New drive planned to make public transport more attractive

Policy will help get people out of cars says Department of Transport secretary general

Ken Spratt told the Oireachtas Committee on Transport the new policy will differ  by focussing on making ‘active travel’ or public transport the most attractive option for travel. Photograph: iStock

Ken Spratt told the Oireachtas Committee on Transport the new policy will differ by focussing on making ‘active travel’ or public transport the most attractive option for travel. Photograph: iStock

 

The “core purpose” of the State’s forthcoming sustainable mobility policy will be to get people out of private cars and to use public transport, bicycles or walk, the secretary general of the Department of Transport has said.

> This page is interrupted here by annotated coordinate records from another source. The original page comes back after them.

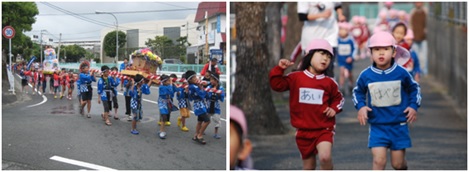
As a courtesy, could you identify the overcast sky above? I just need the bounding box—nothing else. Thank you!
[25,1,199,42]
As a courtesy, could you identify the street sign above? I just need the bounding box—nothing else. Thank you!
[2,26,15,39]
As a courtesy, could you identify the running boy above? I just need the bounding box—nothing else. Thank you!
[98,65,115,126]
[158,75,175,139]
[353,32,421,170]
[270,39,344,170]
[206,73,225,139]
[184,70,210,144]
[129,74,152,135]
[177,74,191,132]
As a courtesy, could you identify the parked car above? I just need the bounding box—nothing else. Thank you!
[163,59,184,64]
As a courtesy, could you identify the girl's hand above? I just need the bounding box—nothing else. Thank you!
[323,107,336,118]
[278,59,295,69]
[357,106,372,125]
[404,107,417,124]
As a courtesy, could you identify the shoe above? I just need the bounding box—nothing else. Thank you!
[181,126,189,132]
[158,132,166,139]
[130,129,139,135]
[178,117,181,127]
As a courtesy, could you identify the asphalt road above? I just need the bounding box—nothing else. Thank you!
[2,74,227,170]
[250,60,467,170]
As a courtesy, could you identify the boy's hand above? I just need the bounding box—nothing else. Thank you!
[404,107,417,124]
[323,107,336,118]
[278,59,295,69]
[357,106,371,125]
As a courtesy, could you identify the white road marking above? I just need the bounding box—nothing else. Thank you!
[16,74,47,108]
[50,155,117,171]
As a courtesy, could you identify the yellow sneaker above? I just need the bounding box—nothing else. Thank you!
[178,117,181,127]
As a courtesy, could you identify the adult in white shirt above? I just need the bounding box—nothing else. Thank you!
[298,1,346,77]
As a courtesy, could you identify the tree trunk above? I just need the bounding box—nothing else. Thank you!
[265,2,283,67]
[231,2,286,135]
[283,2,303,70]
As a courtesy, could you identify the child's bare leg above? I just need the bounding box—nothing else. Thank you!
[339,67,345,88]
[371,147,387,170]
[197,121,210,138]
[194,121,203,137]
[303,155,316,170]
[391,149,407,170]
[316,141,333,170]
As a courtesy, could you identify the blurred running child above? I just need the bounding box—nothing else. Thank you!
[129,74,152,135]
[98,65,115,126]
[109,66,121,120]
[206,73,225,139]
[177,74,191,132]
[352,32,421,170]
[337,22,358,93]
[184,70,210,144]
[79,64,96,118]
[269,39,344,170]
[158,74,175,139]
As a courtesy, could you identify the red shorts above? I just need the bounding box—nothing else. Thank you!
[296,129,334,159]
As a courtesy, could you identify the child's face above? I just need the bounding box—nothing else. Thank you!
[404,38,414,46]
[83,67,90,73]
[210,77,218,85]
[103,70,109,77]
[339,28,348,38]
[371,46,396,69]
[310,51,332,74]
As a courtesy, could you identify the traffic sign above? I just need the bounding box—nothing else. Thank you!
[2,26,15,39]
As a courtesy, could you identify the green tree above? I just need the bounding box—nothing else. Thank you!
[2,2,39,62]
[60,45,86,62]
[103,31,127,59]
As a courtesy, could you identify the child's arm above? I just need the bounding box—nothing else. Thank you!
[98,79,103,104]
[326,79,345,117]
[269,59,294,92]
[352,72,371,125]
[404,73,422,123]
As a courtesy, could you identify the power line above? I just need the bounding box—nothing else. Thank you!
[41,2,114,27]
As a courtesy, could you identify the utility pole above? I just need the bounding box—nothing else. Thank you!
[202,11,208,59]
[57,33,62,61]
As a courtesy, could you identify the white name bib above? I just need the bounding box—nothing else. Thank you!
[368,81,401,107]
[300,88,324,105]
[338,44,352,56]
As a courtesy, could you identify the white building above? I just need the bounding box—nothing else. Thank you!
[100,14,198,63]
[193,2,226,63]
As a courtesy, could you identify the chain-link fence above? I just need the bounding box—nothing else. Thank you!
[427,2,467,117]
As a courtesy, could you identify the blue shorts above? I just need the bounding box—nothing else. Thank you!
[132,109,143,121]
[368,122,412,150]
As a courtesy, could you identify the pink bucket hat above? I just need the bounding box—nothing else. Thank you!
[306,39,334,56]
[368,31,410,66]
[404,29,414,39]
[230,105,248,138]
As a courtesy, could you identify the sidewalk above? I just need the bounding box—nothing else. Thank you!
[250,60,467,170]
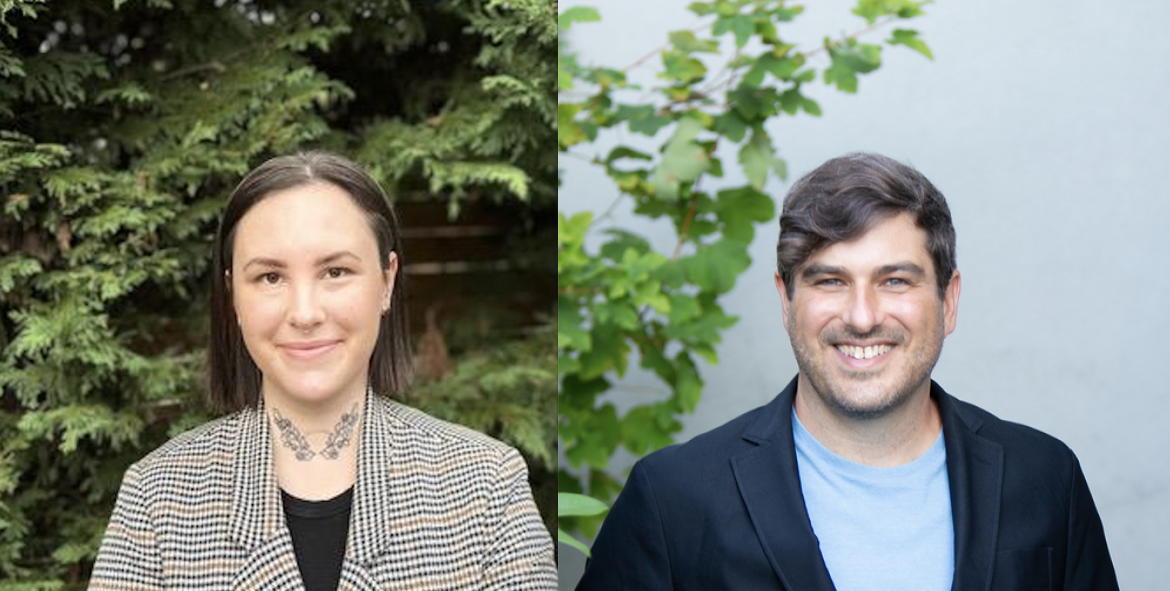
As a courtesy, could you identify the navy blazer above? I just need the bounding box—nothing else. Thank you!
[577,379,1117,591]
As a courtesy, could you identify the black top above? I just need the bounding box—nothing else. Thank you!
[281,487,353,591]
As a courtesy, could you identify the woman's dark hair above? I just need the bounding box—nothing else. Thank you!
[208,151,411,412]
[776,152,956,298]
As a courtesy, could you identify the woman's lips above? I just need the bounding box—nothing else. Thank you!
[281,341,340,359]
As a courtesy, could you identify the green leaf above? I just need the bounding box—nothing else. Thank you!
[557,528,592,556]
[600,228,651,261]
[886,29,935,60]
[652,117,711,199]
[715,110,748,144]
[659,51,707,84]
[739,129,772,188]
[716,186,776,245]
[557,6,601,30]
[557,103,589,150]
[681,239,751,294]
[557,298,593,351]
[557,493,610,517]
[711,14,753,48]
[804,97,820,115]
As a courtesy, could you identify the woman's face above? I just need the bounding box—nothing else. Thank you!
[230,183,398,403]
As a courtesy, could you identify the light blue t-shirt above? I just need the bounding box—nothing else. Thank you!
[792,410,955,591]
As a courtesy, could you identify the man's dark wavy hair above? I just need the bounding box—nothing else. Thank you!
[776,152,956,300]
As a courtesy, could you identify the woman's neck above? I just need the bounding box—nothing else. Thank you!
[264,383,365,500]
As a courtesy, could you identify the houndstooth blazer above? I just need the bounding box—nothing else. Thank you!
[89,394,557,591]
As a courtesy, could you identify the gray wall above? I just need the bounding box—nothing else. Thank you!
[560,0,1170,590]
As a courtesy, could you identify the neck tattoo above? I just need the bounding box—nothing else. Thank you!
[273,404,359,462]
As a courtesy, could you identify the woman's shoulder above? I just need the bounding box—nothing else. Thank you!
[377,397,518,460]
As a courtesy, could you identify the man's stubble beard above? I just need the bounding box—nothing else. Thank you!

Ken Spratt told the Oireachtas Committee on Transport the new policy will differ from the current policy Smarter Travel which has similar aims, by focussing on making “active travel” or public transport the most attractive option for travel.

Mr Spratt said the “primary focus of the new policy” will be to cater for daily travel needs by making sustainable modes “the smartest and most attractive choice”.

He said while the department was setting up an Office of Low Emission Vehicles – probably within the Sustainable Energy Authority of Ireland – the switch to electric vehicles was part of the Government’s strategy on climate change, not part of the sustainable mobility policy.

He said active travel and public transport options were not only the most environmentally friendly options, but also the most socially inclusive and economically accessible.

Guiding principles

Mr Spratt told the committee the draft sustainable mobility policy was centred around three guiding principles:

The first of these was Safe and Green Mobility which will set out “an ambitious and comprehensive set of actions for the decarbonisation of public transport”.

The second was People Focused Mobility which looks at how to make sustainable mobility options accessible to everyone, particularly people with reduced mobility.

The third principle was Better Integrated Mobility which looks at better integrated sustainable transport and land-use planning, as well as examining smart transport solutions.

Mr Spratt said the Department has published a full report of the consultation process for the new policy and “we are now finalising the revised policy”.

Asked by Committee Chairman Kieran O’Malley where regional connectivity, roads and provision for those who wanted to retain a car came into Government plans, Mr Spratt said a further policy was being formulated by Government.

He said this policy, the National Investment Framework for Transport in Ireland (Nifti) had four priorities; regional access; protection and renewal of transport assets; mobility of people and goods in urban areas and decarbonisation.

Mr O’Donnell responded that provision for roads did not seem to be mentioned. Mr O’Donnell told Mr Spratt that many people were considering opting for electric vehicles but had concerns that when driving “across the country” they would not be able to recharge quickly and get home.

‘Very nervous’

In relation to the switch to electric vehicles Mr Spratt said the answer to the question “is enough being done” was “no”. He said charging infrastructure was important and he referred to the installation of chargers in apartment blocks, workplaces and tourism venues and attractions.

Senator Timmy Dooly said the committee had heard a lot about buses and replacing private cars, there was no amount of buses that could cater for all of the demand for transport from rural areas.

He said in his own base in Kerry people travelled to Tipperary; Galway; Shannon and Ennis among other places for work and “I don’t think you can put enough buses on the roads, quite frankly”. He said “people in rural Ireland get very nervous” when faced with the language around sustainable travel.